# Netflix (ONLY Netflix) audio and video cutting out intermittently



## pappasc (Dec 14, 2013)

I have several TiVo minis and seemed to have worked all the bugs out except one. On one unit, my audio and video cuts out intermittently (and not necessarily both at the same time- audio is mostly out, video is mostly on but both click off and on) ONLY WHEN WATCHING NETFLIX. I have changed the hdmi cable and tested it on other devices, so I have ruled that out as an issue. However, it does seem like an hdmi handshake problem. I wonder if the Netflix app is somehow outputting a funky resolution? I did change the TiVo video setting to 720p fixed, but that didn't have any effect. I also changed the Netflix audio output from Dolby Digital to stereo, also no effect. The TV is a 3 year old Samsung LED and has never had any issues. 

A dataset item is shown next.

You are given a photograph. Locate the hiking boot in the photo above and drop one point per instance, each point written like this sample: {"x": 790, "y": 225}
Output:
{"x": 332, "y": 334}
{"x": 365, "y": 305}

Any suggestions? My other boxes work fine and this box works fine except for Netflix. Much appreciated!


----------



## jrtroo (Feb 4, 2008)

Have you tried a different HDMI port on the TV? Or tried moving to another TV?


----------



## pappasc (Dec 14, 2013)

No. Good ideas. I will try that next and report back. Thanks!


----------



## pappasc (Dec 14, 2013)

I have pinpointed the problem to the HDMI over Ethernet on this TV. Thanks. For the help!!


----------